"I am writing to alert you to deeply disturbing allegations of academic dishonesty involving a significant number of Harvard College students, and to remind you of every student’s duty to embrace our ideals regarding, as well as the specific rules governing, academic integrity. [...]This is the absolutely correct step to take -- discuss the issue of academic integrity involved here instead of trying to sweep everything under the carpet. And with a motto of veritas, truth, it is important that the university make the effort to find out what happened and perhaps use this as a teaching moment on academic integrity.
Harvard takes academic integrity very seriously because it goes to the heart of our educational mission [...]. Academic dishonesty cannot and will not be tolerated. I join [with others] in hoping we can all use today’s news to foster a culture of honesty and integrity in everything we do as members of the Harvard community."
What had happened? In a course "Introduction to Congress" with 279 students (according to the student newspaper, The Harvard Crimson), the professor set a take-home exam (documented here at the Boston Globe). This pedagogical concept is not clear to many, so I will elaborate a bit here. This is not a multiple choice, short answer exam like typical proctored exams, but an open book and open Internet exam. Questions are asked that must first be researched, then written up and cleanly documented. It is not testing the regurgitation of factoids, but an investigation into how good people are at research and synthesis of own material. Usually there will be a very short time frame involved, just 2 or 3 days, so that students must begin immediately and not wait until the very last minute and hope to Google something together.
In this case Prof. Matthew B. Platt stated clearly on the exam: "students may not discuss the exam with others". Now it is clear, that if it easy to cheat -- there is no proctor, only the students' own sense of integrity is at work here. They can use the library, their notes, or any other materials, but must not discuss with anyone other than themselves.
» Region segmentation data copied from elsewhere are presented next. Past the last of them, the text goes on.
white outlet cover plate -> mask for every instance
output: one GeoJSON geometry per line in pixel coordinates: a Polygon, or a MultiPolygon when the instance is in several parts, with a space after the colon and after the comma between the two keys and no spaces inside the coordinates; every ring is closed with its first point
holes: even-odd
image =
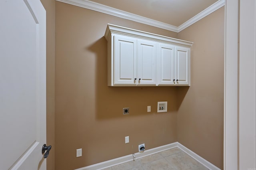
{"type": "Polygon", "coordinates": [[[82,156],[82,148],[76,150],[76,158],[82,156]]]}
{"type": "Polygon", "coordinates": [[[125,136],[125,143],[129,143],[129,136],[125,136]]]}
{"type": "Polygon", "coordinates": [[[148,112],[151,111],[151,106],[148,106],[148,112]]]}

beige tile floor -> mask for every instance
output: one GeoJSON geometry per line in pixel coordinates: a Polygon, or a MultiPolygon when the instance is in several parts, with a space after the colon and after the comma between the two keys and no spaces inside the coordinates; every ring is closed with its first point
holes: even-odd
{"type": "Polygon", "coordinates": [[[207,170],[208,169],[176,147],[104,169],[104,170],[207,170]]]}

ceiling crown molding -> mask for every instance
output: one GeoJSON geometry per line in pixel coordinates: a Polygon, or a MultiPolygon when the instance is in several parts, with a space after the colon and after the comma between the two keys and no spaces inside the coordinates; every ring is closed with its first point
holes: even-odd
{"type": "Polygon", "coordinates": [[[180,25],[178,27],[178,32],[188,27],[192,24],[197,22],[199,20],[205,17],[211,13],[214,12],[220,7],[223,6],[224,5],[225,0],[219,0],[217,1],[202,12],[180,25]]]}
{"type": "Polygon", "coordinates": [[[178,27],[88,0],[56,0],[176,32],[179,32],[217,10],[223,6],[225,2],[225,0],[219,0],[178,27]]]}

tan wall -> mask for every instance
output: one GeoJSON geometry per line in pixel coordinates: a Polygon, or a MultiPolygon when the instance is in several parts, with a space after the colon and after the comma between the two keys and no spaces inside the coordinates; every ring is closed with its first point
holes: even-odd
{"type": "Polygon", "coordinates": [[[52,145],[47,170],[55,169],[55,1],[41,0],[46,12],[46,144],[52,145]]]}
{"type": "Polygon", "coordinates": [[[224,16],[222,7],[179,32],[194,42],[191,86],[179,87],[178,142],[223,168],[224,16]],[[184,94],[184,95],[180,95],[184,94]],[[185,95],[184,97],[184,96],[185,95]]]}
{"type": "Polygon", "coordinates": [[[177,34],[58,2],[56,7],[56,169],[137,152],[142,143],[149,149],[177,141],[176,87],[107,86],[104,36],[108,23],[177,34]],[[168,113],[156,113],[158,101],[168,101],[168,113]],[[130,114],[124,115],[126,107],[130,114]],[[82,156],[77,158],[80,148],[82,156]]]}

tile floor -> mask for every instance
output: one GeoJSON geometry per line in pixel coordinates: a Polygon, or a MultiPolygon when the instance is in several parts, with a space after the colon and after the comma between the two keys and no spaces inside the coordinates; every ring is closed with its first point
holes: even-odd
{"type": "Polygon", "coordinates": [[[208,169],[176,147],[104,169],[104,170],[207,170],[208,169]]]}

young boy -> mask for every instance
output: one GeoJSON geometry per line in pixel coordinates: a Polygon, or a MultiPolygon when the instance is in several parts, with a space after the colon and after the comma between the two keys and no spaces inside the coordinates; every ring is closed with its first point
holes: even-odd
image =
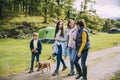
{"type": "MultiPolygon", "coordinates": [[[[31,68],[29,73],[32,73],[33,66],[34,66],[34,59],[36,57],[36,62],[38,65],[39,55],[41,54],[41,51],[42,51],[41,41],[38,39],[38,33],[36,32],[33,33],[33,39],[30,42],[30,50],[31,50],[32,56],[31,56],[31,68]]],[[[37,71],[39,71],[39,68],[37,69],[37,71]]]]}

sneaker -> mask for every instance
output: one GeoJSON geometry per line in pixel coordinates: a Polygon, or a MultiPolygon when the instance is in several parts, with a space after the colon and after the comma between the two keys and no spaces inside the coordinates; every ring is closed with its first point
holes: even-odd
{"type": "Polygon", "coordinates": [[[62,71],[65,71],[67,69],[67,66],[63,67],[62,71]]]}
{"type": "Polygon", "coordinates": [[[33,69],[30,69],[30,71],[28,73],[32,73],[33,72],[33,69]]]}
{"type": "Polygon", "coordinates": [[[58,75],[58,71],[55,70],[55,72],[52,74],[52,76],[58,75]]]}
{"type": "Polygon", "coordinates": [[[73,76],[73,75],[75,75],[75,73],[69,73],[69,74],[68,74],[68,76],[73,76]]]}

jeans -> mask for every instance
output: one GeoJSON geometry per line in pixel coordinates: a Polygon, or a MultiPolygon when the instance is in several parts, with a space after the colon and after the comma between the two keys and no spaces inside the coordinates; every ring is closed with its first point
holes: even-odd
{"type": "Polygon", "coordinates": [[[31,69],[33,69],[33,66],[34,66],[34,60],[35,60],[35,57],[36,57],[36,62],[39,62],[39,55],[38,53],[32,53],[32,56],[31,56],[31,69]]]}
{"type": "Polygon", "coordinates": [[[56,66],[56,71],[59,71],[59,67],[60,67],[60,61],[63,64],[63,67],[65,67],[65,62],[62,58],[62,47],[61,45],[58,46],[58,54],[57,54],[57,66],[56,66]]]}
{"type": "Polygon", "coordinates": [[[69,52],[69,56],[70,56],[70,73],[74,73],[74,60],[76,57],[76,51],[74,50],[74,48],[72,47],[68,47],[68,52],[69,52]]]}
{"type": "Polygon", "coordinates": [[[84,50],[82,51],[81,53],[81,66],[79,65],[79,57],[76,55],[76,58],[75,58],[75,67],[77,69],[77,72],[80,74],[80,75],[83,75],[83,77],[86,77],[87,75],[87,65],[86,65],[86,59],[87,59],[87,55],[88,55],[88,51],[89,49],[87,50],[84,50]]]}

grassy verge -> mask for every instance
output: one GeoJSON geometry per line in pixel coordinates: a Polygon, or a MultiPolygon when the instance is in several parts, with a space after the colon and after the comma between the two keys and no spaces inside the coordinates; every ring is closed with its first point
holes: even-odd
{"type": "Polygon", "coordinates": [[[120,71],[116,72],[111,80],[120,80],[120,71]]]}
{"type": "MultiPolygon", "coordinates": [[[[114,46],[120,43],[120,34],[91,35],[91,52],[114,46]]],[[[29,69],[31,53],[30,40],[0,39],[0,77],[29,69]]],[[[46,60],[51,55],[51,44],[43,44],[41,60],[46,60]]]]}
While correcting the results, according to the New York Times, the professor noted similarities in some of the answers and contacted the university authorities. They decided to investigate and looked at all of the exams. They contacted all 125 students suspected of working with others before they made the case public.
The Crimson notes that the university can impose sanctions up to suspending a student for an entire academic year, depending on the extent of the cheating. The student newspaper also documents lots of student complaints: We didn't understand the questions, they were too hard, the class was bad, the professor was bad, the last office hours before the exam were cancelled,...., the usual excuses. But even if the professor was horrible and the class time misspent and the assigned textbook on the wrong subject: the exam was given under stated conditions, and they must apply to all students equally. There is no excuse for cheating, full stop. One of the accused complains anonymously in Salon that s/he never went to section, because it was supposed to be an easy class, and now they feel that they are being made scapegoats. Well, not cheating would have been the smart thing to do here.
There is, of course, the question of why a school that is asking its students to pay more than $35,000 in tuition per year is offering classes that are this large. But that, too, does not directly bear on the question of cheating.
Another question that arises for teachers is how to determine that collusion has happened. My research group has been working on testing collusion detection programs for the past year, we hope to be able to present the results shortly. This is an entirely different question than scouring the Internet for plagiarism sources, this is a question of checking every paper submitted against every other one, looking for commonalities.